La delegada de la AVT en Aragón, Lucía Ruiz, ha depositado tres velas: una por cada uno de los agentes fallecidos en el atentado de Sallent y otra por el resto de víctimas del terrorismo, para destacar la necesidad de no olvidarlas.

Julián Ruiz ha manifestado la necesidad de realizar "un homenaje a estos agentes que dieron su vida por salvaguardar la libertad de todos los españoles" para que "no quede jamás en el olvido". "Las instituciones", ha añadido, "tienen que colaborar y ayudar a las víctimas a seguir adelante.

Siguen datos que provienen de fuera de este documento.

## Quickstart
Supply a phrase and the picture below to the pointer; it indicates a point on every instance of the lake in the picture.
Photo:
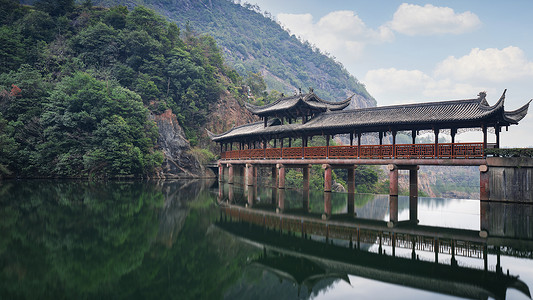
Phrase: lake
(194, 239)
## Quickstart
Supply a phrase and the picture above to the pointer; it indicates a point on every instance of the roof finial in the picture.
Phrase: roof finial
(482, 97)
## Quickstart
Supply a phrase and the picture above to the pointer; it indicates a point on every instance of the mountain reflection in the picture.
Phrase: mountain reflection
(305, 247)
(186, 240)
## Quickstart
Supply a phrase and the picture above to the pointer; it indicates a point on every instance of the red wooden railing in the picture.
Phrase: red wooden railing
(400, 151)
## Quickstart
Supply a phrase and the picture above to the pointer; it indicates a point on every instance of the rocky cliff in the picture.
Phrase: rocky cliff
(179, 162)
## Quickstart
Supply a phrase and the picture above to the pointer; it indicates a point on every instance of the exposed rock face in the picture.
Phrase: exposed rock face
(179, 161)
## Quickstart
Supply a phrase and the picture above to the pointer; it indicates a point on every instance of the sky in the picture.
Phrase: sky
(412, 52)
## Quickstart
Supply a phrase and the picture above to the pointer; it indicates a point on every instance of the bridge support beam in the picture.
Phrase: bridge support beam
(220, 172)
(413, 194)
(393, 194)
(327, 206)
(484, 187)
(281, 176)
(306, 171)
(249, 168)
(274, 177)
(327, 177)
(351, 191)
(230, 174)
(281, 201)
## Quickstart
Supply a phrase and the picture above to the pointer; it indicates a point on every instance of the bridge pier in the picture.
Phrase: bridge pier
(230, 174)
(281, 176)
(351, 190)
(327, 177)
(306, 174)
(393, 194)
(220, 172)
(413, 194)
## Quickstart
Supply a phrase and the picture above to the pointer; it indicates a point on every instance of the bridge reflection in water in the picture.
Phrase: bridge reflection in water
(304, 245)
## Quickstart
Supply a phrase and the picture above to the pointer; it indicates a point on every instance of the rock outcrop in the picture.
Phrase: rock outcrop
(179, 162)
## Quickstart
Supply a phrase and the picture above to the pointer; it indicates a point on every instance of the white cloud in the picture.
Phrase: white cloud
(489, 70)
(487, 65)
(341, 33)
(413, 20)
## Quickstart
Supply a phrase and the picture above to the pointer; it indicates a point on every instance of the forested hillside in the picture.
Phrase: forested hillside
(252, 43)
(78, 85)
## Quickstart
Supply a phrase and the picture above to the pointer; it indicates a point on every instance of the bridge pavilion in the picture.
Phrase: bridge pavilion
(268, 143)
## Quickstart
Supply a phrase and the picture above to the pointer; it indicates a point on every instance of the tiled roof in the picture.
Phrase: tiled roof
(310, 100)
(443, 114)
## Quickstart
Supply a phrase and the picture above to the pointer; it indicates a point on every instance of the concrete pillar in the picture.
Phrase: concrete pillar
(393, 193)
(220, 195)
(281, 201)
(255, 175)
(351, 180)
(484, 129)
(230, 174)
(306, 171)
(351, 204)
(274, 196)
(413, 194)
(281, 176)
(327, 177)
(305, 200)
(351, 191)
(250, 201)
(436, 131)
(249, 168)
(231, 193)
(327, 206)
(484, 188)
(220, 172)
(274, 176)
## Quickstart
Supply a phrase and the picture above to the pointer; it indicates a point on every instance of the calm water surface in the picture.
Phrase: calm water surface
(196, 240)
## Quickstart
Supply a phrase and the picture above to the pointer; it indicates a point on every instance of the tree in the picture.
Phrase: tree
(55, 8)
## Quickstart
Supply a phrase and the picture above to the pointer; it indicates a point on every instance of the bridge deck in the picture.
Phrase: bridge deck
(445, 151)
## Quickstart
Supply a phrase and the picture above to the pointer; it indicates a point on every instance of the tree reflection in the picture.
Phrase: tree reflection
(66, 239)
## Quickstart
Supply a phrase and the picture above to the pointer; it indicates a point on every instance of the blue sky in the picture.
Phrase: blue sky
(406, 52)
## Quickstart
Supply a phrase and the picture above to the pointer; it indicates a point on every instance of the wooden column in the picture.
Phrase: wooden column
(306, 171)
(436, 142)
(358, 145)
(249, 168)
(413, 194)
(281, 176)
(394, 144)
(327, 146)
(497, 129)
(230, 173)
(453, 132)
(327, 177)
(281, 200)
(327, 206)
(275, 176)
(393, 194)
(484, 129)
(351, 190)
(220, 172)
(484, 188)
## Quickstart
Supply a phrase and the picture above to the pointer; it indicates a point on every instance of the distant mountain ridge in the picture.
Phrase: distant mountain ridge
(252, 42)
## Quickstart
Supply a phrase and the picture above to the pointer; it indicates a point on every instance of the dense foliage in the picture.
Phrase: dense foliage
(77, 84)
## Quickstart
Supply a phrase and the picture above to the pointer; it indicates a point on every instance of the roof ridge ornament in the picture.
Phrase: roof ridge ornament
(482, 97)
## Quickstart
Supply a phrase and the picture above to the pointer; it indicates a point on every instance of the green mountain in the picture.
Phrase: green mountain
(93, 92)
(252, 42)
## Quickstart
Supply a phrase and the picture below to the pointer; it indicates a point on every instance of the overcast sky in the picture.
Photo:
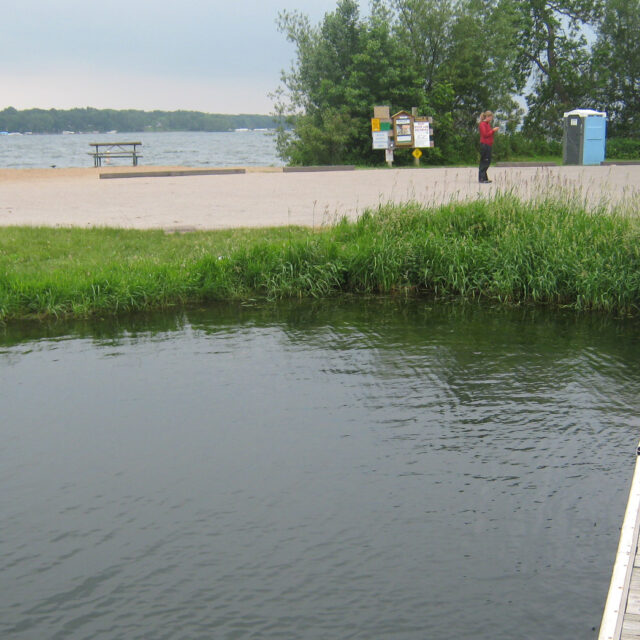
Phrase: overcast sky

Sobre todo queremos que se esclarezcan los asesinatos de ETA, ya que hay más de 300 sin solucionar".

Hasta la localidad se han desplazado los padres de José Ángel de Jesús Encinas y algunos de los compañeros que aquel día estaban en el cuartel, así como representantes de la Guardia Civil, de instituciones y asociaciones aragonesas, y del consistorio de Sallent.

Su alcalde, Jesús Gericó, ha señalado que el atentado supuso un antes y después para la localidad. "Irene llevaba tres años con nosotros y él, estaba recién llegado. Forman parte de nuestra historia y no nos queda otra que no olvidar, y no dejar de acompañar a los familiares y amigos de Irene y José Ángel que, año tras año, se desplazan a nuestro pueblo".